I just love this about working in Jupyter notebooks! It's so easy to gradually build what I want, and check my work every step of the way. I make a lot of mistakes, so this is really helpful to me...

---- Jeremy Howard

Command Mode Shortcuts

There are a couple of useful keyboard shortcuts in Command Mode that you can leverage to make Jupyter Notebook faster to use. Remember that you can switch back and forth between Command Mode and Edit Mode with Esc and Enter.
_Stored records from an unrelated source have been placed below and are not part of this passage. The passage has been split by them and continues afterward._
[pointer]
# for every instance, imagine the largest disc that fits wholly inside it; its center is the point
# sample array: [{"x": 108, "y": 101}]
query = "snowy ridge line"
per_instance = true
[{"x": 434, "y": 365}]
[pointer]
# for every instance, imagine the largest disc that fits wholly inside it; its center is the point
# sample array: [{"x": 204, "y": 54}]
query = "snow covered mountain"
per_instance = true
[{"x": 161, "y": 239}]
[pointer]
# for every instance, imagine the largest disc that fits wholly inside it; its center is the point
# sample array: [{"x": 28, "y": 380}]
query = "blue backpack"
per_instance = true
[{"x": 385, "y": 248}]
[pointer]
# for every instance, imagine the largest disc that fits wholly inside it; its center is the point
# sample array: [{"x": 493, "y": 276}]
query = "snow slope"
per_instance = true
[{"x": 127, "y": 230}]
  • h:: Show all shortcuts
  • xcv:: cut copy paste
  • m:: Convert cell to Markdown
  • y:: Convert cell to Code
  • d+d:: Delete cell
  • z:: Undo cell deletion
  • o:: Toggle between hide or show output
  • shift+/:: Select multiple cells. Once you have selected them you can operate on them like a batch (run, copy, paste etc).
  • shift+m:: Merge selected cells
  • ctrl+shift+-:: Split cell

Cell Tricks

There are also some tricks that you can code into a cell:

  • ?function-name:: Shows the definition and docstring for that function
  • ??function-name:: Shows the source code for that function
  • doc(function-name):: Shows the definition, docstring and links to the documentation of the function (only works with fastai library imported)
  • Shift+Tab (press once):: See which parameters to pass to a function
  • Shift+Tab (press three times):: Get additional information on the method

Line Magics

Line magics are functions that you can run on cells. They should be at the beginning of a line and take as an argument the rest of the line from where they are called. You call them by placing a '%' sign before the command. The most useful ones are:

  • %matplotlib inline:: Ensures that all matplotlib plots will be plotted in the output cell within the notebook and will be kept in the notebook when saved.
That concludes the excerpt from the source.